Sano Genetics lights the way to fresh hope for MND sufferers

The initiative aims to progress research in the disease through advanced genetic sequencing and peer support. Rugby League legend Rob Burrow recently died from the disease.

Backed by government funding from Innovate UK and with the support of partners including the UK MND Research Institute, the Light the Way research programme is offering genetic tests to individuals with a family history or a diagnosis of MND.

By testing at-risk communities for key genetic variants, it will be possible to educate and support people with MND earlier, provide genetic counselling to those affected and facilitate their access to clinical trials for MND.

Also known as amyotrophic lateral sclerosis (ALS), MND is a debilitating neurological condition that gradually impairs the nervous system, leading to progressive loss of voluntary movement and death.

In the UK, the estimated lifetime risk is 1 in 300, with approximately 5,000 people living with the condition at any time. Critically, around one in five cases of MND are believed to have a genetic component, with over 40 genes linked to the disease.

The Light the Way programme, through a tech platform built and powered by Sano Genetics, will provide no-cost genetic testing, educational resources and tailored support developed by scientific experts and genetic counsellors to help individuals at risk of genetic MND understand their unique genetic profile.
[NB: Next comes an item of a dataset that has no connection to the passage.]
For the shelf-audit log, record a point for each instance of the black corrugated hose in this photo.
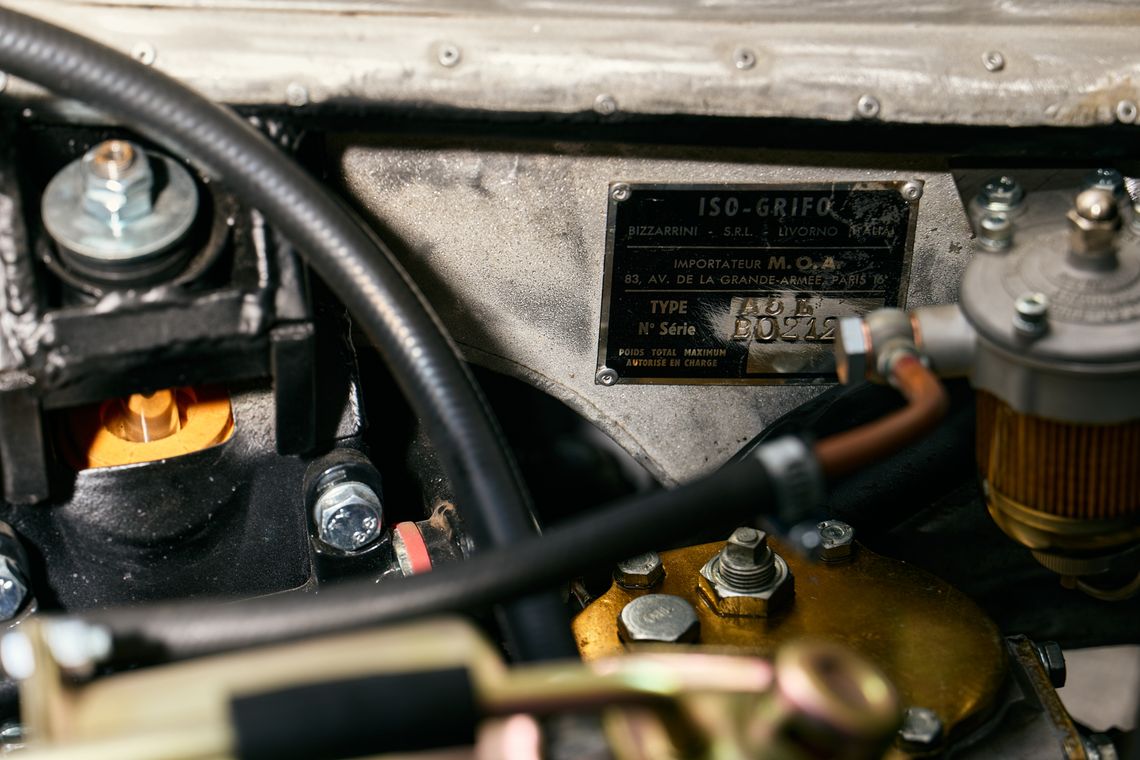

Those registered for the initiative will be connected to a genetic counsellor to help them discuss whether testing is right for them. Participants will then receive a non-invasive, saliva-based DNA test kit to use at home.

During and after the testing process, Light the Way programme participants will continue to receive genetic counselling alongside support from peer networks. Participants will also be provided with updates on appropriate research opportunities as they arise.

Participants will also be invited to periodically self-report on their wellbeing over nine months in an observational research study. This data will be used to understand the psychological impact of learning about the risk of genetic MND in order to inform policy and practice.

The Light the Way programme leverages Sano Genetics’ technology to help at-risk communities better understand the condition and access treatment, support and clinical trials for MND which could help prolong a healthy life and drive research towards new treatment options.

In turn, Light the Way will also bring together genetic experts, healthcare professionals and patient groups to accelerate the understanding and development of new treatments for genetically-mediated MND.

The launch of Light the Way in the UK follows its rollout in the US earlier this year, including a Spanish-language version. Sano Genetics is actively seeking partners to continue to scale Light the Way’s global expansion.

Dr Paul Wicks, Vice President of Neuroscience and Scientific Advisor on Light the Way, Sano Genetics, comments: “MND is a fatal disease that demands urgent action. My work to combat the condition recently became more personal after a relative was diagnosed and I witnessed first-hand how challenging it was to secure the right information and support for our whole family throughout the process.

“Light the Way was born out of this frustration: helping individuals in the same situation to find research studies and trials and in turn, helping entire families manage their risk and the news of finding out they might carry a critical genetic variant.

“If people aren’t aware they have the variant, they can’t access emerging treatments. As more therapies are developed, the need to offer testing to these individuals is more important than ever.”

Charlotte Guzzo, Co-Founder and Chief Operating Officer, Sano Genetics, adds: “We are incredibly proud to be launching Light the Way as a pioneering source of information and support for individuals who carry genetic variants associated with MND as well as their families.

“By facilitating more widespread access to no-cost genetic testing, we also stand to accelerate the scientific research and understanding that goes into new treatments for genetically-mediated variations of the condition, increasing the options and support available to patients.”